Noam Galai/Getty Images for TechCrunch
- When DoorDash was first founded in 2013, CEO Tony Xu focused on hiring people with more talent than experience.
- In that time, Xu created a recruiting playbook which he considers attributes of excellence.
- Using these attributes, Xu says encourages employees to bring in the next generation of talent.
DoorDash CEO, Tony Xu, considers recruiting to be one of his “superpowers.” Since 2013, when he founded the food-delivery service, the company has grown from a small team of Stanford University students to 6,000 full-time employees, over 1 million active delivery drivers, and more than 20 million monthly users.
In an interview with venture capitalist Harry Stebbings on the “The20Minute VC” podcast this summer, Xu describes the secrets to his recruiting success and the essential attributes that he believes create exceptional employees.
Choosing talent over experience
When DoorDash was first created, Xu explained that the company decided to focus on hiring people with certain skills rather than those with experience.
Xu wanted to find “general athletes,” or applicants, who may lack experience but had other attributes that could help grow the company. Xu looked for candidates who didn’t shy away from solving big problems and could seamlessly shift from talking about business to product design and engineering.
After a year of observing whom he thought were the best DoorDash employees, Xu developed a playbook for hiring others like them.
DoorDash’s attributes of excellence
In the first years of DoorDash, Xu followed a series of guiding principles he called “the attributes of excellence.” According to an interview on DoorDash’s Medium blog with Xu, these five attributes include being ready to act and operate without much guidance, an ability to hold two opposing ideas at the same time, leading without being in a leadership role, and a commitment to improving each day.
These guidelines, Xu says, allowed DoorDash to draw out the talent that best fit their company culture
In a move out of NBC’s “The Apprentice,” to test a candidates ability to act with little guidance, Xu once gave job-seekers one workday and $20 to acquire 100 new customers. He wanted to see what an individual would do given constrained resources. Xu sought out candidates who were willing to act despite the risk of failing.
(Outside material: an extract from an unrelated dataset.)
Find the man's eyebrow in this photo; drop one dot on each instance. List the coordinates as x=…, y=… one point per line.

He also explained that an ability to influence others through leadership skills and work ethic is also important to DoorDash.” There are many leaders at the company that have zero direct reports, but have lots of followers,” Xu told Stebbings.
Good traits equal future generations at DoorDash
One of the most positive outcomes of using these attributes of excellence, Xu says, is that the first group of employees hiring will bring on the next generation. Furthermore, according to Xu, not only will these employees bring in future generations of workers but they will also continue to develop the culture at the company with each acquisition.
“The first 10 people will help you recruit the next 10, and the next 50 after that, and that’s really how your culture can continuously grow,” said Xu.